Se, durante séculos, o sofrimento teve algum valor ou sentido hoje parecemos estar imersos numa epidemia depressiva. De acordo com dados da OMS, no ano de 2020, a depressão será a segunda maior causa de incapacitação para o trabalho (atrás somente das doenças cardíacas). Nos EUA, uma em cada oito crianças é diagnosticada como depressiva. No Brasil, estima-se que 17 milhões de pessoas recebem o mesmo diagnóstico.

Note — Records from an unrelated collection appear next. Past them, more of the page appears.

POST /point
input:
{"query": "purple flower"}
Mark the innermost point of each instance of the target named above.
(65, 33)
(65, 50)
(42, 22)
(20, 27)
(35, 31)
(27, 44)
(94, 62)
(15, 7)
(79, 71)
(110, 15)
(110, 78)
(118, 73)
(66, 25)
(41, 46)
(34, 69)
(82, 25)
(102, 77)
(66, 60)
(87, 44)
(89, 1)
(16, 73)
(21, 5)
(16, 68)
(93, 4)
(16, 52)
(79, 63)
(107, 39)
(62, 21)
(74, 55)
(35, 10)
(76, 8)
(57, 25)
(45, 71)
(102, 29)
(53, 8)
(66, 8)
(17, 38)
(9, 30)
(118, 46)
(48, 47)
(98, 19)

Segundo Maria Rita Khel, o aumento da depressão na sociedade ocidental pode ser visto como um sintoma social, ou seja, um indício de que algo na sociedade não está funcionando. O depressivo seria uma caixa de ressonância do desajuste de sua época. Ao mesmo tempo, representaria uma busca de mudança ou de cura nesta sociedade. Uma tentativa de reorganizar o sentido perdido.
Para Horwitz e Wakefield, o homem moderno fecha os olhos para a sabedoria do passado e se engana não somente de tristeza, mas também de felicidade. Remédios são receitados como parte de uma ideologia, mais do que de uma ciência. Vivemos numa sociedade que não tolera a tristeza
Somos solicitados incessantemente ao Gozo e à Alegria, veiculados principalmente através de mensagens publicitárias. A imaginação é colonizada por imagens de felicidade que não nos trarão felicidade. Ainda assim, todos nós buscamos as fontes de felicidade: o paraíso, o nirvana, a iluminação, um prato de comida ou o carro do ano.
Diante disso, quais são nossas escolhas e valores? Como fica a relação com o outro? Como e do que nos lamentamos?
Do que nos arrependemos?
DA AÇÃO E DO ARREPENDIMENTO
Se a depressão compromete o agir, o arrependimento se refere a uma ação ou a uma falta de ação.
Segundo Hannah Arendt, a ação apresenta em si duas fragilidades: não se pode controlar totalmente seus efeitos - a ação é imprevisível- e não se pode reverter o que se fez - a ação é irreversível.
BASES PARA A CRIAÇÃO
É interessante observar como Gilles Deleuze relaciona as mudanças da sociedade com a ação e o riso. Nos filmes de Jaques Tati e de Jerry Lewis, os dois comediantes do pós-guerra, em países diferentes e sem influenciar um ao outro, criam personagens estrangeiros às situações que os rodeiam, às lógicas novas que os escapam. Não se pode mais agir. Não há mais ação. A impossibilidade de agir configura-se em cada um deles de forma diferente e vai empurrar a situação até o desastre. A catástrofe provoca o riso, ancorada numa perspectiva mais contemporânea.
Queremos explorar como os aspectos do mundo exterior - valores, qualidade de vida, mudanças sociais- tendem a se confundir com os processos emocionais do indivíduo. E como os processos do indivíduo se refletem no mundo que os cerca.
Investigar cenicamente.
Os mecanismos da ação.
Aquilo que incapacita para a ação.
Sintomas sociais.
Felicidade e tristeza. O riso "
A partir de segunda-feira, Norberto irá conduzir o primeiro workshop do projeto. Ele decidiu chamar o trabalho que fará com a gente de ECOS.
Falamos muito e ele abriu várias janelinhas luminosas na minha cabeça. Grande sintonia com as as inquietações que motivaram este projeto.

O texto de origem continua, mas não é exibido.